- Born: 1 January 1986 (age 40) Muş, Turkey
- Citizenship: Turkish
- Education: Marmara University
- Title: Member of Parliament
- Political party: Peoples' Democratic Party

= Burcu Çelik Özkan =

Turkish politician (born 1986)

Burcu Çelik Özkan (born 1 January 1986, Muş) is a former member of the Turkish parliament for the Peoples' Democratic Party (HDP).
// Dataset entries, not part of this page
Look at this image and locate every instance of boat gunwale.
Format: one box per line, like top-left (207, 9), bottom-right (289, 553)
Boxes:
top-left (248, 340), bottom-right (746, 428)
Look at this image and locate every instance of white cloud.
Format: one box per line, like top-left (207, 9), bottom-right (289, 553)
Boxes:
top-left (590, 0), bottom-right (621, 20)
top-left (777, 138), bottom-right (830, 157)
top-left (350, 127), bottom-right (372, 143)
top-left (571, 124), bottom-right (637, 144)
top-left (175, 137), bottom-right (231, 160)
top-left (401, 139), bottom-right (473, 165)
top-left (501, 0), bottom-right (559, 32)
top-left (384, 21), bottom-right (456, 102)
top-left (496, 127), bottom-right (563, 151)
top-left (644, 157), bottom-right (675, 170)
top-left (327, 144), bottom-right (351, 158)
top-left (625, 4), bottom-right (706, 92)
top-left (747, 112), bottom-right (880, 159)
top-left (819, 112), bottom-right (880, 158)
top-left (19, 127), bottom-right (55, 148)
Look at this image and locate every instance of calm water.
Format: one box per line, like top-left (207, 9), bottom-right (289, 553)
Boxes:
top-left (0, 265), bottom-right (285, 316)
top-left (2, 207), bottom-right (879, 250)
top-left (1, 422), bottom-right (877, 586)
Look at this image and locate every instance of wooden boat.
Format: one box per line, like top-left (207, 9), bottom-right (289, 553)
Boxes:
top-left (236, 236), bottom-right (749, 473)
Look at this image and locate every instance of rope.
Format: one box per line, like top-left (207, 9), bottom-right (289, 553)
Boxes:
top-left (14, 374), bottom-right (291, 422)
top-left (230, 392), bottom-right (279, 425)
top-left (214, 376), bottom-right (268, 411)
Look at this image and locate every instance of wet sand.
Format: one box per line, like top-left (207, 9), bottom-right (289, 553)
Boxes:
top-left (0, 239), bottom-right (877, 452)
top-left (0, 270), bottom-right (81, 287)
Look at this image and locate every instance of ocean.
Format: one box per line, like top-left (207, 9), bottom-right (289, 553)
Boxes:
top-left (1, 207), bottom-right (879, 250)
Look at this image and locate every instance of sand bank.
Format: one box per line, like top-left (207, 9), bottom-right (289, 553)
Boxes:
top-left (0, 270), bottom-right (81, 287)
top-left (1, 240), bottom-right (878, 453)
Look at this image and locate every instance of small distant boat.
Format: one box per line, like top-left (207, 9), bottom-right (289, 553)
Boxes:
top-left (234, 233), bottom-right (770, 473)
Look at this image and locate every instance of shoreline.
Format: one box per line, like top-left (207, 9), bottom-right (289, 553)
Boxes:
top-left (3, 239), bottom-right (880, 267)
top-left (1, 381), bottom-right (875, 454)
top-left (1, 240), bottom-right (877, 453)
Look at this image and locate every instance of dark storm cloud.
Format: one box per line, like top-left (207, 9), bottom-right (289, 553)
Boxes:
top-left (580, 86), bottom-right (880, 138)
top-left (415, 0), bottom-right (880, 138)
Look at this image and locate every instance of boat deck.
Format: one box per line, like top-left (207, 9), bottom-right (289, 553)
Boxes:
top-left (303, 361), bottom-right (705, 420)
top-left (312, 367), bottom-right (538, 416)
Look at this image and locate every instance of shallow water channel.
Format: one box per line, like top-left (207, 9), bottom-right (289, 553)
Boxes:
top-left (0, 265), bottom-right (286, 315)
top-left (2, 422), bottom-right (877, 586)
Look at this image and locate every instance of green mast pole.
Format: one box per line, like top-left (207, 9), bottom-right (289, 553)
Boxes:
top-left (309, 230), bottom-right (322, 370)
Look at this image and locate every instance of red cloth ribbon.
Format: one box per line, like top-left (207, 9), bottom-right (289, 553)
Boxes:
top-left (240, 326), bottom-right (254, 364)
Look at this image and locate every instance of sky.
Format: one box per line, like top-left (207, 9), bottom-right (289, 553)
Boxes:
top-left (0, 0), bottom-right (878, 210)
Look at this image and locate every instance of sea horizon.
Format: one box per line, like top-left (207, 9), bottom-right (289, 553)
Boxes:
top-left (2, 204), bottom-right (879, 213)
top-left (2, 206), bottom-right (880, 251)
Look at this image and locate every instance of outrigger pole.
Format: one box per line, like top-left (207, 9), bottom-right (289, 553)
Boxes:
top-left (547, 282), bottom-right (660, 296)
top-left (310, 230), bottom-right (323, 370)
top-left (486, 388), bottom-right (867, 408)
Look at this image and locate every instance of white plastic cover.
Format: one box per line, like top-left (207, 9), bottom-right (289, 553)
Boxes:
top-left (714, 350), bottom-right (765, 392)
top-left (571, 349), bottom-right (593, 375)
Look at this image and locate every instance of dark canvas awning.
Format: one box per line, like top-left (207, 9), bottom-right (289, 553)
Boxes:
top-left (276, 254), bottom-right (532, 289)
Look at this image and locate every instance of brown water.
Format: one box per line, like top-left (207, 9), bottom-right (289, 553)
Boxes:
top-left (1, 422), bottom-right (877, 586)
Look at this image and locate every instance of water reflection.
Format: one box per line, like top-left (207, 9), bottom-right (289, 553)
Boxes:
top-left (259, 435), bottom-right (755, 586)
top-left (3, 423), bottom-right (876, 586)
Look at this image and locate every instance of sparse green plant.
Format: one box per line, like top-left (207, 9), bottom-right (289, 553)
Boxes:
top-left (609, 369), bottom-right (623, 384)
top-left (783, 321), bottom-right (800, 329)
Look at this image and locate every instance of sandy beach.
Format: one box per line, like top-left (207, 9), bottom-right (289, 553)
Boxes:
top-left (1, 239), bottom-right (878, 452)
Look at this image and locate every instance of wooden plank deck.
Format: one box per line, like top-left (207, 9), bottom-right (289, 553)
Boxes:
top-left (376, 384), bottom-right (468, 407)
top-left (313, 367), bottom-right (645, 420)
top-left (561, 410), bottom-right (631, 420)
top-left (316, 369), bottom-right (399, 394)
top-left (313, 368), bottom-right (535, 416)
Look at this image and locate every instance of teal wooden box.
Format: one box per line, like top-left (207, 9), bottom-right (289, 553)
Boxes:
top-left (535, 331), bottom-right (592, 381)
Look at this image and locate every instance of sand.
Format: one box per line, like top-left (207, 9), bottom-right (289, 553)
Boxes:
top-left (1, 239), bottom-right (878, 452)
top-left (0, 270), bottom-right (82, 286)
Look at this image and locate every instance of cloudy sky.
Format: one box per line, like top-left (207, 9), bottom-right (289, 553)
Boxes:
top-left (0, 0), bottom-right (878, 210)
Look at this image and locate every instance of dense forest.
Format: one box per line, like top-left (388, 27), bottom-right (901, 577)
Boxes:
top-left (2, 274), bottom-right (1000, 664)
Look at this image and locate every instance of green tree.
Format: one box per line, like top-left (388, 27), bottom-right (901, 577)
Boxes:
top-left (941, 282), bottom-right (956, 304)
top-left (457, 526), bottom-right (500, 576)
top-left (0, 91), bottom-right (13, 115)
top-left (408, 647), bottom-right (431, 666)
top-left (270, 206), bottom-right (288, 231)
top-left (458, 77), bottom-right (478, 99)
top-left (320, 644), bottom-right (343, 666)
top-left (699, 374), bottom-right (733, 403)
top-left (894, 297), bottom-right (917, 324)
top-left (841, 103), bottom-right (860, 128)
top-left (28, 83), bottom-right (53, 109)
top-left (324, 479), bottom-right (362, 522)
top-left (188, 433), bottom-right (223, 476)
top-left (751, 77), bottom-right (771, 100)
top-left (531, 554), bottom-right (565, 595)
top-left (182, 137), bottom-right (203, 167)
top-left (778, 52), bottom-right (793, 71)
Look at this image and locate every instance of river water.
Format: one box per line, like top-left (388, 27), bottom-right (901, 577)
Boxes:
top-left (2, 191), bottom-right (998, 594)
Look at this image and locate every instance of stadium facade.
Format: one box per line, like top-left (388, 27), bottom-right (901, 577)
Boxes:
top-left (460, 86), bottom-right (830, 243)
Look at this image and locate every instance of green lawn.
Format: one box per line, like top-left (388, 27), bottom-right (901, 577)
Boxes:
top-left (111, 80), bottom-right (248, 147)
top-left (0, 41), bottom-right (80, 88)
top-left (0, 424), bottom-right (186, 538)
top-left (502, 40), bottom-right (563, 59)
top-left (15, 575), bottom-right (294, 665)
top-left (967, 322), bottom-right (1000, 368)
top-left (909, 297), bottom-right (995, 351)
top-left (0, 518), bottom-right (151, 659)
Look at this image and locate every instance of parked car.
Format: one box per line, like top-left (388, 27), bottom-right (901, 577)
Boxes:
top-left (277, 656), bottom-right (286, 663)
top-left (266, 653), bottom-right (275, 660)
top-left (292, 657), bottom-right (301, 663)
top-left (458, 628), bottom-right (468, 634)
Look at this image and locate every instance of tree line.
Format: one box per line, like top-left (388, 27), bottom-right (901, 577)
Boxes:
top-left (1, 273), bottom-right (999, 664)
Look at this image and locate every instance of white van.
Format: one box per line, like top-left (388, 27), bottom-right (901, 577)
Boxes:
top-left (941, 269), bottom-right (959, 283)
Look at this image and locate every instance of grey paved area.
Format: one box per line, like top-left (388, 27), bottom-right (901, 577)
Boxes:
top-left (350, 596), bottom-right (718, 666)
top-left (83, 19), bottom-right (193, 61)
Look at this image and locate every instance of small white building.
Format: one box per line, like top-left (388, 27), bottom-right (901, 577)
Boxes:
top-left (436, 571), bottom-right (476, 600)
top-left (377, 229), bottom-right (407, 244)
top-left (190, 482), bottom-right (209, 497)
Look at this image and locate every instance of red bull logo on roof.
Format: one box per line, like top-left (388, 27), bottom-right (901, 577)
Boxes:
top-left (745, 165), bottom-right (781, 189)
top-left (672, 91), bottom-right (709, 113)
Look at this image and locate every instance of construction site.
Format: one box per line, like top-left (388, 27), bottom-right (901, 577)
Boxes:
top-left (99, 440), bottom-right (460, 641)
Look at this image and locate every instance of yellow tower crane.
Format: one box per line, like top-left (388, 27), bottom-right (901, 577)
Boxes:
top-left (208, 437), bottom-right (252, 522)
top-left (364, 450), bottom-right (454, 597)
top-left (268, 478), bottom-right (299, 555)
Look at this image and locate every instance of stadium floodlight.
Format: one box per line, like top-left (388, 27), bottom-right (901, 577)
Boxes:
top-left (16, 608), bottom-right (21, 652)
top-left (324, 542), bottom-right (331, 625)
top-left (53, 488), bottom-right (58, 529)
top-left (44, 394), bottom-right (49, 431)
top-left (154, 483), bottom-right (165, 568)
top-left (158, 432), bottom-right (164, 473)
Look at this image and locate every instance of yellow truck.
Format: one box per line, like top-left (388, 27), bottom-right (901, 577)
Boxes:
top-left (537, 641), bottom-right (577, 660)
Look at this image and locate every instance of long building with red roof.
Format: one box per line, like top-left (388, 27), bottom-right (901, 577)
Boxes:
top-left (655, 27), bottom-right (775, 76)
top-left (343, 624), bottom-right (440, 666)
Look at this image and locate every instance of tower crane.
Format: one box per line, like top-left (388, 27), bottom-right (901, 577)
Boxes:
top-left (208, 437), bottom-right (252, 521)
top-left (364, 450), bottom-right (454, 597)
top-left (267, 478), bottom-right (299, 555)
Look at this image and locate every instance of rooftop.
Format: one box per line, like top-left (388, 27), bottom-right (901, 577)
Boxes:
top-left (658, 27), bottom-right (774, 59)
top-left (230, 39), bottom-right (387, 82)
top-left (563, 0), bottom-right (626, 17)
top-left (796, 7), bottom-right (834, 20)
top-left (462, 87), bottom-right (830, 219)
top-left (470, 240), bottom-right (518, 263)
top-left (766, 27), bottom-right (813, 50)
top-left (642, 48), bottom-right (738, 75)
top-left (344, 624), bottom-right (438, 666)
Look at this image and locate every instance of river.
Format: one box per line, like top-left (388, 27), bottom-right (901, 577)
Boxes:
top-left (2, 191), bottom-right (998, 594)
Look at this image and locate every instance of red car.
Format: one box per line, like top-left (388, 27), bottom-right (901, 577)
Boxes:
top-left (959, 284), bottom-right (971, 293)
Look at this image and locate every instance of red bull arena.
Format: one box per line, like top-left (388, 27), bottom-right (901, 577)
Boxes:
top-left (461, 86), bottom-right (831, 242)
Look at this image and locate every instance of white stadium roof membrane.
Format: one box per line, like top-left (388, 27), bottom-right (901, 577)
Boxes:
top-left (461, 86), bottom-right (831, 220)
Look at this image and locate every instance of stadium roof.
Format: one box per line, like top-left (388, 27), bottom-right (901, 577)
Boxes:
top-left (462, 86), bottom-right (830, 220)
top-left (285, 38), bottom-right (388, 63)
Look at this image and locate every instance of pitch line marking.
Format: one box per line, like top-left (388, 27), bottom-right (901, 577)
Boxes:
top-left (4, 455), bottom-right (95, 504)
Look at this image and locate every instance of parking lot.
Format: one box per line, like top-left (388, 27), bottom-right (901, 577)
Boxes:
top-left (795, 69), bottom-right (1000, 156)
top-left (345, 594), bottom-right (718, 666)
== Education and professional career ==
Burcu Çelik Özkan has a law degree from the Marmara University. After she worked as a lawyer and was involved in the Libertarian Jurists Platform.

== Political career ==
Özkan was active in the local HDP branch of Beylikdüzü before being elected into parliament. Özkan was elected as an MP for Muş in the general elections in June 2015 and again in the snap elections in November 2015. During her term she was a defender of LGBT rights

== Prosecution ==
Özkan was arrested in April 2017. She was condemned to 6 years imprisonment in a first trial for "committing crimes on behalf of an illegal organization without being a member", a sentence she appealed. In October 2017 the sentence was overturned and in February 2018 a new trial was ordered to take place. On 10 April 2018, an appeal court in Turkey handed opposition MP Burcu Çelik Özkan a sentence of more than seven years in prison for terrorism propaganda. On the 6 October 2019 the verdict was overruled by the court of cassation and she was subsequently released.